DAP4: Constraint and Query

From OPeNDAP Documentation
Revision as of 13:26, 26 September 2012 by Ndp (talk | contribs) (→‎Background)
⧼opendap2-jumptonavigation⧽

<-- back to OPULS Development

ndp 16:25, 24 September 2012 (PDT)

Background

In DAP2 the constraint expression (CE) was defined as a projection and a selection. The projection being a list of dataset variables to be returned, and the selection being the conditions that must be met to return them. . The projected variables could, if they were arrays, be subset using a square bracket notation (rigorously described elsewhere). The selection was written as a list of "clauses" (my word), separated from the projection and from each other by an "&" character.

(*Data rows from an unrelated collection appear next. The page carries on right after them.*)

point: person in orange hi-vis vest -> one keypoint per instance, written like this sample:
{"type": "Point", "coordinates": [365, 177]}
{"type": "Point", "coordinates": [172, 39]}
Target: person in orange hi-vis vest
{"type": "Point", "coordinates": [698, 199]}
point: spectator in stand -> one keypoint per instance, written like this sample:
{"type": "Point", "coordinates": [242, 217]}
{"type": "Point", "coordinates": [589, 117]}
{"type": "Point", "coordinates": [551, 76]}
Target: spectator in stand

The selection was applied to all of the requested variables, and in practice was rarely used because the only legitimate application of the selection was to constrain a Sequence object.

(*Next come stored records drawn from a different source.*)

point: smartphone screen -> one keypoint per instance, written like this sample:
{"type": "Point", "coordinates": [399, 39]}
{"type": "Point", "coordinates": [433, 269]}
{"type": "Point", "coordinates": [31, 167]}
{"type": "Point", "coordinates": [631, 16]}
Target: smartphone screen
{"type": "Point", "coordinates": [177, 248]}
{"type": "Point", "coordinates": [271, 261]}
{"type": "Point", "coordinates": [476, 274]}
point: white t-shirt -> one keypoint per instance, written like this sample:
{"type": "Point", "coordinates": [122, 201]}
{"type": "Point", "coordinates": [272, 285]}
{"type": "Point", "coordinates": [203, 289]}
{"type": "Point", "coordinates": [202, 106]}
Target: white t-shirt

The DAP2 CE consumed the entire URL query string, in other words everything after the "?" in the URL was considered to be the DAP2 CE string.

Terms

DAP4 Constraint Expression (CE)
The constraint expression that encapsulates various sub-setting of, and possibly the application of server side functions to variables in a DAP4 dataset.
Query String (QS)
Everything after the "?" character in a URL.

Problems addressed

This proposal puts forth a framework for a DAP4 Query String syntax, which is required for DAP4 the protocol.

Throughout the web the predominate interpretation of the query string is to view it as a collection of key-value pairs (KVP), where each pair is separated by an "&" character.

?key=value&key=value&key=value ...

Many web services utilize this pattern, including our friends at OGC. Because the DAP2 CE subsumed the entire query string it doesn't fit into this model. Tomcat (and other web server frameworks) provide specific API methods for collecting the KVP from the query string, but again DAP2 doesn't play well with this.

DAP4 has many needs (problems to be addressed) by the syntax and positioning of the CE. This is a place to begin addressing these issues.

Proposed solution

Constraint Expression

The DAP4 CE should be held in a single key value pair. This means that the "&" character must not be used in the content of the CE. Combined with a riff on Dennis' Filter Proposal we could get to something like this:

?dap4=n,a[3:1:100],k|x<=y|z=y

Where we are asking for the variable n, the 3rd through the 100th elements of the array a, and all members of the rows of sequence k for which k.x<=k.y and k.z=k.y

Additional Server Controls

By removing the "&" character from the CE we open up the rest of the query string to be used to pass server controls and options. Consider if we were to take my corollary to Dennis' filter proposal and allow filters to be applied to arrays. The resulting data object could be expressed as a Sequence, or as a array with a mask applied. A server could support both and the type of result might be controlled by a KVP. You might even specify the mask value:

?dap4=u[25:1:1000][75:1:1000]|u>4.0|u<12.7&arraySelection=mask(0x00)

Or, ask for a Sequence:

?dap4=u[25:1:1000][75:1:1000]|u>4.0|u<12.7&arraySelection=Sequence

Examples

Example:

?dap4=CE&checksums=off&arraySelection=mask(0x00)&saveAs=newgranule&async=true


Example:

?dap4=build_data(place,u[100:200])&checksums=off&arraySelection=Sequence&saveAs=newgranule&async=true

Rationale for the solution

Not a solution, just a starting point.

Discussion

This is just a draft to get my ideas down so that we can talk about them.